Fig. 5. PFKFB3 knockdown enhances the chemosensitivity in EC.

a, b PFKFB3 was knocked down by CRISPR/Cas9 in HEC-1B and ARK-2 cells. Western blot analysis of PFKFB3 expression was used to examine the effects of PFKFB3-KD in these cells. PCNA was used as a loading control. c, d MTT assays were performed to measure the sensitivity of these cells to chemotherapeutic drugs. Cells were exposed to various doses of carboplatin (CBPt) or cisplatin (Cis) for 48 h after plating.

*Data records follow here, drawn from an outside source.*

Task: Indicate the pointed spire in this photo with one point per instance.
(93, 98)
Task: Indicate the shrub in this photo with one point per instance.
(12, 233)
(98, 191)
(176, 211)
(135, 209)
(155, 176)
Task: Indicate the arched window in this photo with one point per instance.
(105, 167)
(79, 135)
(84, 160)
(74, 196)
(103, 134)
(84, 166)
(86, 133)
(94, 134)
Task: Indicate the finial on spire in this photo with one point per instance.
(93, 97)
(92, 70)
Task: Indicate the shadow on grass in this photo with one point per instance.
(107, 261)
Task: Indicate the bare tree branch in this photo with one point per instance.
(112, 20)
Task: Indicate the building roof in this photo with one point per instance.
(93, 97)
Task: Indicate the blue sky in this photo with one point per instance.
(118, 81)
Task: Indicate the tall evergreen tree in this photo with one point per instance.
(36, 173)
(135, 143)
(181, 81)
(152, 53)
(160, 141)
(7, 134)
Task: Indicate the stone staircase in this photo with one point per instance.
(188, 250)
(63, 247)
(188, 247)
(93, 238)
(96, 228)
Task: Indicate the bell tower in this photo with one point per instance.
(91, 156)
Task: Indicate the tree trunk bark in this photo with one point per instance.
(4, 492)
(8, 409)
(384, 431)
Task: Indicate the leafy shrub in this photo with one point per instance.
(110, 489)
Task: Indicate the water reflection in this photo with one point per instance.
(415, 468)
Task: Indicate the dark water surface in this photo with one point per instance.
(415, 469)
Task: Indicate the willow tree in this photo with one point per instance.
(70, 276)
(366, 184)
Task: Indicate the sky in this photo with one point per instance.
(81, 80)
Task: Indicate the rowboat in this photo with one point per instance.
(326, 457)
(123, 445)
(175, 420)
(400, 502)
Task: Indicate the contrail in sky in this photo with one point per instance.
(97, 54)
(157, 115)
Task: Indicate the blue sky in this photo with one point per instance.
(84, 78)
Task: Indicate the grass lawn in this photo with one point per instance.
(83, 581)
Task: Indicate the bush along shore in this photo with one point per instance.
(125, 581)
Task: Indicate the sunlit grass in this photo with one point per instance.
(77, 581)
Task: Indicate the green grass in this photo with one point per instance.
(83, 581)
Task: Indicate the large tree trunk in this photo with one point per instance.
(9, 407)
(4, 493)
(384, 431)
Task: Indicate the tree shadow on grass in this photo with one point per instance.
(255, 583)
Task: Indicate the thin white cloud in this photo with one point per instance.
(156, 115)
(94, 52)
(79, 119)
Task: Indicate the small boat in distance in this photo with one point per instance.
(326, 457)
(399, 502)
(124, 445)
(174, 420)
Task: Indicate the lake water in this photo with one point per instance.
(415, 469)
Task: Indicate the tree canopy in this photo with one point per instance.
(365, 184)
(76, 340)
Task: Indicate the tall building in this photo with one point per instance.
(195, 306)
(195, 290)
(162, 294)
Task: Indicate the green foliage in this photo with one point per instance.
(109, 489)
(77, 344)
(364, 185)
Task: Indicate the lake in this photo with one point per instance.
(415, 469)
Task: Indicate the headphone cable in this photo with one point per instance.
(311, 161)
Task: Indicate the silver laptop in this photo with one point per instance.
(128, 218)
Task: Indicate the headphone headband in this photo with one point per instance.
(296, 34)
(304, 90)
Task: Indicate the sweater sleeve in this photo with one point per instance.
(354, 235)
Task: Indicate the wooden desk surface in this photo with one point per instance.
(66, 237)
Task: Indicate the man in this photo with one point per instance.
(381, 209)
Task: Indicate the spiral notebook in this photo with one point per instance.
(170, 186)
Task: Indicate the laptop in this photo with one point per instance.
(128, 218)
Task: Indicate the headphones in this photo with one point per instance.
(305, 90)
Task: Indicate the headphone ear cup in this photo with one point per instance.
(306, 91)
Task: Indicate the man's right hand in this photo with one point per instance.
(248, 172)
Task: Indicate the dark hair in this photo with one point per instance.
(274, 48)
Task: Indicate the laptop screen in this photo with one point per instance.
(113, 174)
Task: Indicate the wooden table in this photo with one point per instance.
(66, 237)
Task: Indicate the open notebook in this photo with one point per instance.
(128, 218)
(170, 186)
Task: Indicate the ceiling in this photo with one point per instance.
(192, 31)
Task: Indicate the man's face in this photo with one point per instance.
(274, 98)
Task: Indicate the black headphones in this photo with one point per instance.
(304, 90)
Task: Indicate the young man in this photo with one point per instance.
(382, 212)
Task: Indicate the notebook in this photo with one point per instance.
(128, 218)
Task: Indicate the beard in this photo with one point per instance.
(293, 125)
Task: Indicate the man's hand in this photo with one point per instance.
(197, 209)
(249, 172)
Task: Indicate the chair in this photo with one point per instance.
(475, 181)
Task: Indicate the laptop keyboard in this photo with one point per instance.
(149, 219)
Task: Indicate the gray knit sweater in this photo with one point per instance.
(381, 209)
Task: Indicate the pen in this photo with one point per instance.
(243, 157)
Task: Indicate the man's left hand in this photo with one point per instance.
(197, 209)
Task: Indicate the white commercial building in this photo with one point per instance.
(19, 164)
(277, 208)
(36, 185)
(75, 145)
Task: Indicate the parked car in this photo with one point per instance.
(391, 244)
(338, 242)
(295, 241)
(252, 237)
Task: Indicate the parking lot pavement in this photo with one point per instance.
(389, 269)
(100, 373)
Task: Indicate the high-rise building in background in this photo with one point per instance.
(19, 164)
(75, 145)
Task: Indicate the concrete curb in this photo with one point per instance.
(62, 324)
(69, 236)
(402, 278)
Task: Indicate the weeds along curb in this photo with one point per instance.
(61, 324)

Chemosensitivity represented by IC50 values (e, f) for these cell lines were calculated using GraphPad Prism 7. The data represent as mean ± SD (n = 5, ^#p < 0.0001). g, h HEC-1B and ARK-2 cells after PFKFB3 knockdown (KD) were treated with or without CBPt (5 μM)/Cis(0.5 μM) for 72 h. Colony formation assay was determined by crystal violet staining. The colony survival rate was calculated using the ImageJ software. The data represent as mean ± SD (n = 3, ***p < 0.001, ^#p < 0.0001). i, j HEC-1B and ARK-2 cells were treated with or without CBPt (100 μM) for 24 h after PFKFB3 knockdown (KD) and the recognized biomarkers for cell apoptosis, autophagy and Akt/mTOR pathway were determined by Western blot analysis. PCNA was used as the loading control.